Name: Eddie Cohen Wharton C’15
Hometown: NYC, New York
Street: How did you get started in photography and photo manipulation? Did graphic design and videography feel like a natural second step?
Eddie Cohen: I got started as a 12–year–old with a wild imagination and a camera. My teachers used to call me Little Dali; it was quite the time. I became obsessed with the concept of freezing time and telling a story with my photographs. I always had a computer, which gave me pretty much free reign to do what I wanted. Photo manipulation, graphic design and videography were all just natural second steps in my quest to tell a story. I play around with different forms of art all the time, but I only share/make public the work that I like. I tried to paint—didn’t work well, I broke my nose.
Street: Do you allow an original vision to dictate your product or do you let it evolve as you work?
EC: I try to find the right balance of rigidity and pliability. If I set out to make something, I try hard to stick to my original idea while tweaking it to make it better. I’m wrong 99% of the time so I need to be able to change my idea. I also constantly think to myself, “What would Woody do?”

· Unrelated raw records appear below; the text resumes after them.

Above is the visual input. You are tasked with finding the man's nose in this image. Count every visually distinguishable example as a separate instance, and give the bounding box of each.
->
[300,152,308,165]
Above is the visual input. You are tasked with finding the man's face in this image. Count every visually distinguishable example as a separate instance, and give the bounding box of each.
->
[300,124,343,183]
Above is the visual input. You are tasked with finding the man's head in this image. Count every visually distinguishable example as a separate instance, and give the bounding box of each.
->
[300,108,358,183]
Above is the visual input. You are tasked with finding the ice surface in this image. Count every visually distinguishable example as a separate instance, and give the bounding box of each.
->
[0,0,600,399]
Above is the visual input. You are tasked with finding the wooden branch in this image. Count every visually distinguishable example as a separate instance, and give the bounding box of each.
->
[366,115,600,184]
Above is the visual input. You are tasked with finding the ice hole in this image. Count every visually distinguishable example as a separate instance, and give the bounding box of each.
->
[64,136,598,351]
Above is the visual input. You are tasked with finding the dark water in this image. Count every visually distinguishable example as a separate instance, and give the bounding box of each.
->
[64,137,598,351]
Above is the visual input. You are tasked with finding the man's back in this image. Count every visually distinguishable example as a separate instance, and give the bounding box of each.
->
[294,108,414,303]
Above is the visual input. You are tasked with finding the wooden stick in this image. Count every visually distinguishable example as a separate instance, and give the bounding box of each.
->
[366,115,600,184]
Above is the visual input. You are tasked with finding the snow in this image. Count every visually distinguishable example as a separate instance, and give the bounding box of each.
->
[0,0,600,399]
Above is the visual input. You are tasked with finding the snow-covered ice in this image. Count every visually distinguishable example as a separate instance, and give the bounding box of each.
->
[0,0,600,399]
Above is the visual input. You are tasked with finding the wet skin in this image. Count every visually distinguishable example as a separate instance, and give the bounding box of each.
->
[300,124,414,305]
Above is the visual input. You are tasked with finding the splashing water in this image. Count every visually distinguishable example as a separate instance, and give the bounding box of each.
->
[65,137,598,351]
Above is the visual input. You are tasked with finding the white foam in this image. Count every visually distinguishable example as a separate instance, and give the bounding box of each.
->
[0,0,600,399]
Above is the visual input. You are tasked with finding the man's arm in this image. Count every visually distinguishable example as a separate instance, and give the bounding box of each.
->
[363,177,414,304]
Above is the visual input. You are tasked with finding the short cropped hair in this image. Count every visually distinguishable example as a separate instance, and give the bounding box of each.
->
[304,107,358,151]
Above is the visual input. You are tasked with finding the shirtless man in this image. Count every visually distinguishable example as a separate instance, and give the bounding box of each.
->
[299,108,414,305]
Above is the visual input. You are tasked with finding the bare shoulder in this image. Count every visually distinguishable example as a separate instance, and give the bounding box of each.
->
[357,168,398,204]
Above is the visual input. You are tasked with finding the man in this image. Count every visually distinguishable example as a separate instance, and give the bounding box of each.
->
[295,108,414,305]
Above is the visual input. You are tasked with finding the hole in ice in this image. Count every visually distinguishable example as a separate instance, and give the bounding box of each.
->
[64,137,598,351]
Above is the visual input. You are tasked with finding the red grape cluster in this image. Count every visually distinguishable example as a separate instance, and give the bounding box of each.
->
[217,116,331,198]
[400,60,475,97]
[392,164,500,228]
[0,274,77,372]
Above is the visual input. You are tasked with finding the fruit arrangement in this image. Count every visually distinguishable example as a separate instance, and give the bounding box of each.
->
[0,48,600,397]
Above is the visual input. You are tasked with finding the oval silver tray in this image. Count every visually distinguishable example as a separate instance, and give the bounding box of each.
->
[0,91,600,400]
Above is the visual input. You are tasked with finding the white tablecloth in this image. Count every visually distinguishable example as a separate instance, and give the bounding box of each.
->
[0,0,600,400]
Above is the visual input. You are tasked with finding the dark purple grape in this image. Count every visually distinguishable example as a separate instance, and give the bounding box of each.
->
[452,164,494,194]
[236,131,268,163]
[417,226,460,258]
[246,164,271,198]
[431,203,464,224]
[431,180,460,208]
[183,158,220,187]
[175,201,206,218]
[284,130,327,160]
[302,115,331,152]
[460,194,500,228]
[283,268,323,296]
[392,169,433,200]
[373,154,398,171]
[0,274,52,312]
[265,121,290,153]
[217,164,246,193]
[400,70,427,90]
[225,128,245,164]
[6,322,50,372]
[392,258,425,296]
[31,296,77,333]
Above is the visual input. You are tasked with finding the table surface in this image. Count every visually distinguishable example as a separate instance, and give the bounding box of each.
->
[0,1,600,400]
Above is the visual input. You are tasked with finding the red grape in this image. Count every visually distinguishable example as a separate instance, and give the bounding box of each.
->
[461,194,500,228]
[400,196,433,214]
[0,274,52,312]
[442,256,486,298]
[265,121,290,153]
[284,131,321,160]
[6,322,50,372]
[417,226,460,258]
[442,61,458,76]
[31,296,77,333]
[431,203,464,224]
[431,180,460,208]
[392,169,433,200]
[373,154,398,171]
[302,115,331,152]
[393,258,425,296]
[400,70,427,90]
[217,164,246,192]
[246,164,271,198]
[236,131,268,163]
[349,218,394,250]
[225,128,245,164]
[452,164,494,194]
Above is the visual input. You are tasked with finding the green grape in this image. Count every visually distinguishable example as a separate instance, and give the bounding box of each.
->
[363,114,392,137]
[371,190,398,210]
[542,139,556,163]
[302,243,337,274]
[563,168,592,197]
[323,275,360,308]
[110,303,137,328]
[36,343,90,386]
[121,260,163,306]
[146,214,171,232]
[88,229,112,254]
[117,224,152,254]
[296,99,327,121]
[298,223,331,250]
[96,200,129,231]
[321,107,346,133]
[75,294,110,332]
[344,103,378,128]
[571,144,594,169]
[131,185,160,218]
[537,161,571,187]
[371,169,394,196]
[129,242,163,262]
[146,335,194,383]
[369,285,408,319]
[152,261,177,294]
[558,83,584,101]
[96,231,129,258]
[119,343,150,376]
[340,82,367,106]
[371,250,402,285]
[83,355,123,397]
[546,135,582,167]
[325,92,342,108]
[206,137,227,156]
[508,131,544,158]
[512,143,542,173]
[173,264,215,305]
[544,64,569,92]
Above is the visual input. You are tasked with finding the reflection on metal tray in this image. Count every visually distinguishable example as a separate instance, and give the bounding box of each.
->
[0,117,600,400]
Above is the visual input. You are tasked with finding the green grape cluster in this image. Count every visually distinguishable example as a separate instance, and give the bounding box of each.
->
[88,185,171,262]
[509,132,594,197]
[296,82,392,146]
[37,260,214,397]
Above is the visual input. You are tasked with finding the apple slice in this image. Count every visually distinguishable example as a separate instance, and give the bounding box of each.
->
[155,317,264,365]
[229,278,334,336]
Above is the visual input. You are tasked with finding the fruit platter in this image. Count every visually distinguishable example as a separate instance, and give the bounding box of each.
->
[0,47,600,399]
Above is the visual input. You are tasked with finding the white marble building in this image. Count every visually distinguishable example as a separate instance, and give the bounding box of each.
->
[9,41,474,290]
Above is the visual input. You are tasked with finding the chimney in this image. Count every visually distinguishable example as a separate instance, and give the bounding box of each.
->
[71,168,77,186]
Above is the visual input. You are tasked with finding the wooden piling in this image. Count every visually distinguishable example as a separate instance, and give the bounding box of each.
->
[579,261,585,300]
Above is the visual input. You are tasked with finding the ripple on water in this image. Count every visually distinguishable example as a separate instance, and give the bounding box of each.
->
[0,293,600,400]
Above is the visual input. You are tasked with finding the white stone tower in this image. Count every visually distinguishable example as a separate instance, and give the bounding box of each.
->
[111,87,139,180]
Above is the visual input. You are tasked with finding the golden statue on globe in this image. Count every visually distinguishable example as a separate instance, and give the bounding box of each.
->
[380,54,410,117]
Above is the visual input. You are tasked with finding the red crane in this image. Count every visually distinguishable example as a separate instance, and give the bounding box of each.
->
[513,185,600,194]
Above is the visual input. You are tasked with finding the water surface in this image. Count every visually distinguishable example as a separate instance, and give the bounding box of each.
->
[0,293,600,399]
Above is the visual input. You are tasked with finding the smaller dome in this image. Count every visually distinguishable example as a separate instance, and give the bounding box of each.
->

Street: What differentiates the work that you sell from your personal creations?
EC: People hate the work that I like the most. I publish art that people would enjoy and keep my personal art to myself. My personal work is less abstract, less colorful, more bleak—kind of represents my outlook on life. That and the old Groucho Marx joke, “ I would never be part of a club that would have me as a member.”
Street: You tend to draw a lot from nature, trees in particular. Tell us about your thought process behind some of these works.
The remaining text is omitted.